Sunday, April 22, 2012
Sometimes I forget just how terrific this movie is. Taking a break this afternoon from the 2nd book in The Hunger Games trilogy, I turned on the TV to find Gothika streaming its opening credits. I decided to watch it again since it was the middle of the day. It's easy to be courageous when it's light outside. I remember watching this film for the first time and, even though that was almost 10 years ago, I still get the chills thinking back on some of the graphic images. This, my friends, is movie editing at its best.
The movie opens with Miranda Grey (Halle Berry), a doctor in a mental institution, frustrated with Chloe who is one of her patients. Chloe is a rape victim who can't cope with reality and from time to time embellishes her rape recount. Miranda shares her frustration with her husband Doug (Charles Dutton) who happens to run the facility. On her way home that night, Miranda sees a girl in the middle of the road and gets in a car accident trying to avoid her. Miranda wakes up to find that she, herself, is now an unwilling patient at the mental institution where she worked. Enter Dr. Pete Graham (Robert Downey, Jr.) and the rest of the amazing storyline begins to unfold.
We come to find out that Doug has been savagely murdered and Miranda is accused of the crime. Halle Berry's portrayal of the misunderstood patient is played to perfection, allowing the viewer to feel her vexation as the people she used to work with are now treating her like some random nut job. The beauty of the screenplay is Miranda's own self-doubt about her sanity, leaving the audience to wonder about it as well. Are the ghosts she sees and the disembodied voices she hears simply delusions? You'll have to see for yourself.

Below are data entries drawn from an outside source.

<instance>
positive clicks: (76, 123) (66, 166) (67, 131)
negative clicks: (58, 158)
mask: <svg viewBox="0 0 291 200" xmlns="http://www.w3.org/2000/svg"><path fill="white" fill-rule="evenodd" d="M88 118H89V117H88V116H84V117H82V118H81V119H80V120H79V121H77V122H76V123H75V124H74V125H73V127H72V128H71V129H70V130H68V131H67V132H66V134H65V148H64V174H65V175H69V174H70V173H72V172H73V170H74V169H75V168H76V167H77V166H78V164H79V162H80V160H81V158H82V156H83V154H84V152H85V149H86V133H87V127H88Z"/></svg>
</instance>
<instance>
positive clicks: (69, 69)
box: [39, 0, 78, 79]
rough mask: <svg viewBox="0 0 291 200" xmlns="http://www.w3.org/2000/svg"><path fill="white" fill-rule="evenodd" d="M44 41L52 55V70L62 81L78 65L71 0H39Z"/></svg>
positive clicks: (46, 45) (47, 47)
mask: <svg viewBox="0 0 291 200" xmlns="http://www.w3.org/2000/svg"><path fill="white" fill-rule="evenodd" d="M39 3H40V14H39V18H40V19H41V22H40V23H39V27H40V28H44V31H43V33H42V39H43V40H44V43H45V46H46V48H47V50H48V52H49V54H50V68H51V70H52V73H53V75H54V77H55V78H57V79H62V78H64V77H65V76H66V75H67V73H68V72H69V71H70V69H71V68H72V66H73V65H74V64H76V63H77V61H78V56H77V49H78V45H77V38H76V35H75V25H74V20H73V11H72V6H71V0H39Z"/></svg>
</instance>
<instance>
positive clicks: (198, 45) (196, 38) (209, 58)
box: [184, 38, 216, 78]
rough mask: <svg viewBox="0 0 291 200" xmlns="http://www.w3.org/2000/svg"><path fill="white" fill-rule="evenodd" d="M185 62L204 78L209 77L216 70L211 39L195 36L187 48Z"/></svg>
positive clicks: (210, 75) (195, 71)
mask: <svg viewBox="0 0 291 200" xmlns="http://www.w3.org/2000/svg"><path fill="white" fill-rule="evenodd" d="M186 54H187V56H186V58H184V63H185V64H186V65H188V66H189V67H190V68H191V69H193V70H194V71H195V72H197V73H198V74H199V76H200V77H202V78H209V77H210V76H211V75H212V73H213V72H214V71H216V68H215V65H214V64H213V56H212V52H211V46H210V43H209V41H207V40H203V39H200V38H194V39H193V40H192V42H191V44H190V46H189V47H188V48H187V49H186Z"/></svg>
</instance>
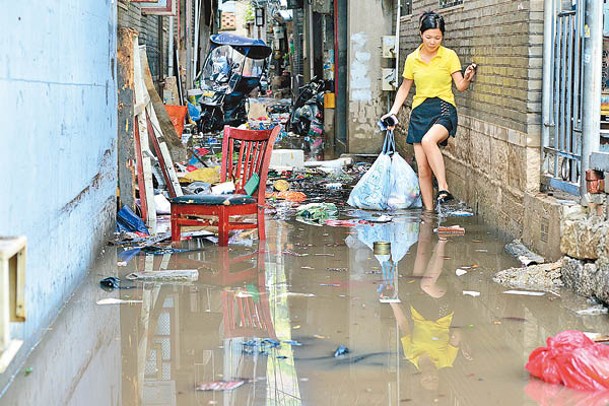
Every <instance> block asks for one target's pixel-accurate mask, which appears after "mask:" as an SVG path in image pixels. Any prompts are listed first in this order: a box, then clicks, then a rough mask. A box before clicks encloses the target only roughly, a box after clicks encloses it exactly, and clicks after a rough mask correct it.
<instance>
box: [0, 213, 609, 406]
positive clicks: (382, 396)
mask: <svg viewBox="0 0 609 406" xmlns="http://www.w3.org/2000/svg"><path fill="white" fill-rule="evenodd" d="M282 213H283V214H285V211H283V212H282V211H281V210H279V213H278V214H277V213H276V214H269V216H268V218H267V241H266V243H265V244H263V245H260V246H259V245H258V242H256V241H254V242H253V243H252V244H251V246H248V244H247V243H248V240H247V239H244V240H241V241H240V243H241V244H242V245H236V244H233V245H231V246H230V247H228V248H219V247H217V246H216V245H214V244H212V243H210V242H209V241H207V240H205V239H193V240H190V241H186V242H184V243H183V246H182V248H186V249H189V250H190V251H187V252H181V253H165V254H164V255H146V253H140V254H138V255H137V256H135V257H134V258H132V259H131V260H130V261H129V262H128V263H127V264H126V266H117V263H118V262H120V259H119V258H118V253H120V251H122V248H120V247H115V246H110V247H108V248H107V250H106V252H105V254H104V255H103V256H102V257H101V258H100V259H99V261H98V263H97V266H96V268H95V269H93V270H92V271H91V273H90V275H89V277H88V280H87V281H86V282H85V283H84V284H83V286H82V287H81V288H80V289H79V290H78V291H77V292H76V294H75V295H74V297H73V299H72V300H71V302H70V303H69V304H68V305H67V306H66V308H65V309H64V311H63V312H62V313H61V315H60V317H59V319H58V320H57V321H56V323H55V324H54V325H53V326H52V328H51V329H50V331H49V332H48V334H47V335H46V336H45V338H44V340H43V341H42V343H41V344H40V345H39V346H38V347H37V349H36V350H35V351H34V353H33V354H32V356H31V357H30V358H29V359H28V361H27V363H26V365H25V366H24V368H25V369H24V371H23V372H22V373H21V374H20V375H19V376H18V377H17V378H16V380H15V381H14V383H13V385H12V386H11V387H10V388H9V390H8V392H7V393H6V394H5V396H4V397H3V398H1V399H0V404H2V405H43V404H44V405H212V404H218V405H239V406H241V405H402V404H404V405H409V404H412V405H432V404H440V405H442V404H445V405H491V404H493V405H494V404H497V405H535V404H542V405H551V404H565V405H567V404H569V405H573V404H581V405H584V404H585V405H591V404H594V405H601V404H609V400H606V399H609V396H604V397H603V396H601V395H596V397H594V396H595V395H592V394H588V393H582V392H576V391H572V390H569V389H566V388H563V387H557V386H553V385H548V384H544V383H541V382H539V381H536V380H533V379H531V378H529V374H528V373H527V372H526V370H525V369H524V365H525V363H526V361H527V358H528V355H529V353H530V352H531V351H532V350H533V349H534V348H536V347H538V346H540V345H543V344H544V342H545V339H546V338H547V337H548V336H550V335H554V334H556V333H557V332H559V331H562V330H566V329H580V330H584V331H593V332H607V331H609V323H608V322H607V319H606V316H580V315H577V314H576V311H577V310H581V309H584V308H586V307H587V306H588V304H587V303H586V301H585V300H583V299H581V298H577V297H574V296H573V295H572V294H571V293H570V292H569V291H566V290H558V291H556V292H555V293H550V292H546V293H544V294H543V295H542V296H523V295H511V294H506V293H505V291H507V290H509V289H508V288H505V287H502V286H500V285H498V284H496V283H494V282H493V281H492V276H493V274H494V273H495V272H497V271H499V270H502V269H506V268H510V267H515V266H519V263H518V261H517V260H516V259H514V258H512V257H510V256H508V255H507V254H505V253H504V245H505V243H506V242H507V241H506V240H505V239H503V238H502V236H500V235H498V234H497V233H496V232H494V231H492V230H489V229H488V228H487V227H486V226H485V225H484V224H482V223H481V222H480V221H479V220H478V219H477V218H476V217H447V218H442V224H441V225H444V226H450V225H455V224H458V225H460V226H462V227H464V228H465V230H466V233H465V235H464V236H460V235H457V234H454V235H449V236H445V237H446V238H444V237H443V238H439V237H438V234H437V233H436V232H435V231H434V230H435V229H436V228H437V227H438V222H439V218H438V216H436V215H434V216H423V215H421V213H420V212H419V211H405V212H403V213H401V214H399V215H397V216H395V217H394V218H393V221H391V222H388V223H369V222H363V221H362V222H360V223H358V224H355V225H354V226H352V227H342V226H329V225H315V224H311V223H310V222H309V223H306V222H305V223H303V222H300V221H295V220H294V219H293V217H290V216H285V218H286V219H287V220H282V219H278V217H279V218H281V217H282ZM368 216H369V215H368ZM368 218H369V219H373V217H370V216H369V217H368ZM341 219H355V220H358V221H359V220H361V219H362V212H359V211H354V210H344V207H341ZM355 223H357V221H356V222H355ZM337 224H341V223H337ZM350 224H351V223H350ZM343 225H344V223H343ZM381 239H382V240H386V241H390V242H391V243H392V258H393V261H389V262H387V261H384V258H376V257H375V256H374V254H373V250H372V244H373V242H374V241H378V240H381ZM161 254H162V253H161ZM179 269H182V270H198V272H199V278H198V280H197V281H196V282H165V283H158V282H138V281H136V282H130V284H133V285H135V288H133V289H115V290H104V289H102V288H101V287H100V285H99V280H100V279H102V278H104V277H106V276H113V275H114V276H118V277H120V278H121V279H122V280H123V281H125V276H126V275H127V274H129V273H131V272H134V271H144V270H179ZM107 298H119V299H124V300H128V301H130V302H128V303H126V304H115V305H112V304H110V305H100V304H97V302H98V301H99V300H102V299H107ZM227 382H228V383H227ZM229 385H232V389H231V386H229ZM227 386H229V387H228V388H227ZM213 387H215V388H216V389H217V390H216V391H211V390H204V389H211V388H213ZM578 402H579V403H578Z"/></svg>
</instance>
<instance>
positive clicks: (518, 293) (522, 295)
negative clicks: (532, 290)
mask: <svg viewBox="0 0 609 406" xmlns="http://www.w3.org/2000/svg"><path fill="white" fill-rule="evenodd" d="M503 293H505V294H507V295H520V296H543V295H545V294H546V292H534V291H530V290H506V291H504V292H503Z"/></svg>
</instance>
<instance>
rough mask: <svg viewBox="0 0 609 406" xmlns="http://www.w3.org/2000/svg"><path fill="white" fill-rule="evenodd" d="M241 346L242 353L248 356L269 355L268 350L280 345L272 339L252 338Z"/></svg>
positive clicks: (269, 349) (277, 341)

The creep factor is high for this thriller considering the setting within the mental institution and its oddly flickering florescent lights. The cinematography and music are executed well causing you to be on the edge of your seat, when you're not jumping out of it, that is.
On my Scare-O-Meter of 1 to 4 jumps, I give Gothika 3 jumps for not only its scare factor but for its excellent screenplay and originality.